Because making mimosa-fueled declarations about your love life over brunch with your friends isn’t the same as an organized to-do list for better dating, I’m taking the New Year as an opportunity to ensure I never listen to Adele by the light of a single flickering candle ever again.
1. Call more, text less.
I made a little resolution on my birthday to go up to a cute guy and talk to him that night. After a tequila shot, I did. Then we continued to text for the next four months — without seeing each other a single time. We had a few weak attempts at meeting up and it just never came together. That probably means both of us were lukewarm, but I should have just called him the first week, made a plan and been done with it.
2. Be less passive.
Some combination of assuming guys love the chase and fear of rejection has led to a lot of waiting around asking silent questions. Does he like me? Does he want to kiss me? From now on, I’m going to stop worrying so much about what he wants, and think about what I want. If I want to see him, I will just ask. I am a woman of the 21st century, hear me roar.
3. Don’t begrudge other couples their happiness.
Yes, it’s annoying to hear “We’re in for the night” from my coupled friend with a 10 o’clock bedtime. But she’s in love and I’m not and that’s okay because I’ve got this other single friend sitting next to me and a party to go to or a movie to see.
4. Wear more red.
Not just red specifically, but red as an emblem of shaking things up. I could afford to trade in the cupcake mittens for a little black dress every once in a while. Wear lipstick for once and just rock some confidence. I like the shy, glasses-wearing me, but a me in a bright red blouse might be fun, too.
5. Date outside my type.
After a few too many weepy days after my last breakup, a friend looked me in the eye and said, “You know, there are a lot of acerbic writers in this world. You’ll find another.” Oh, is that my type?
If you put your hand in a fire once, you learn to never do it again. But for some reason I have put my hand in the fire of tortured, indecisive writer types with a knack for making witty Facebook posts again and again and come away burned. Well, if something’s not working, you try a new thing. That doesn’t mean ignore my gut feelings — if there’s no attraction then there’s not much to work with — but now that eyes have been opened to the fact that plaid shirts are not a prerequisite for a creative mind and sense of humor the possibilities seem endless.
6. Don’t be so easily impressed.
No more gushing about how he brought me a pint of ice cream, no more amazement that he introduced me to his friends or being so pleased that he remembered something I said. Those are now baseline expectations. If you like someone, it’s easy to do nice things for that person. You just want to. So here’s to finding someone who actually likes me and not being so terribly impressed by the fact that it’s possible.
7. Just me being me.
When I see a book that makes me think of a friend, or an empanada that my boyfriend might like to eat, I buy it and give it away. There was a period of time this year where I thought that was a bad thing.
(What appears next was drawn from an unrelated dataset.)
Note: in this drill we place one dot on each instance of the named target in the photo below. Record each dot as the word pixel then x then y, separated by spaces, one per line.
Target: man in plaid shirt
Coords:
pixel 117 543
The guy I was dating and really liked didn’t appreciate it and an older friend advised me to not “give so much away” and to “hold something back.” But you know what? I like to give gifts. So instead of changing me, I’ll just change which guy I’m seeing.
8. Don’t look for romance where it definitely isn’t.
In other words, don’t get so desperate. A few months into a dating drought and your guy friend who’s definitely not interested or your hot yoga teacher with a cabal of toned groupies start to look like viable options. They weren’t before and they aren’t now, so let’s not waste our time.
9. No more doomsday dating.
It’s awfully easy to become cynical about love. I recently met a cute guy and, upon learning that he lives a block from one of my ex-boyfriends, my first thought was, “Oh, cool. That can be the neighborhood where guys who don’t love me live.”
I like to joke about the worst in a situation to deflect, but from now on I have to wait until it has actually happened. No more doomsday attitudes; it’s probably self-fulfilling.
10. Dating is fun?
Yes, it is! Related to my doomsday attitude, 2011 was a year of anxiety. In 2012, I will try to worry less about this guy or what that comment meant, and just enjoy the company I’m in. Easier said than done?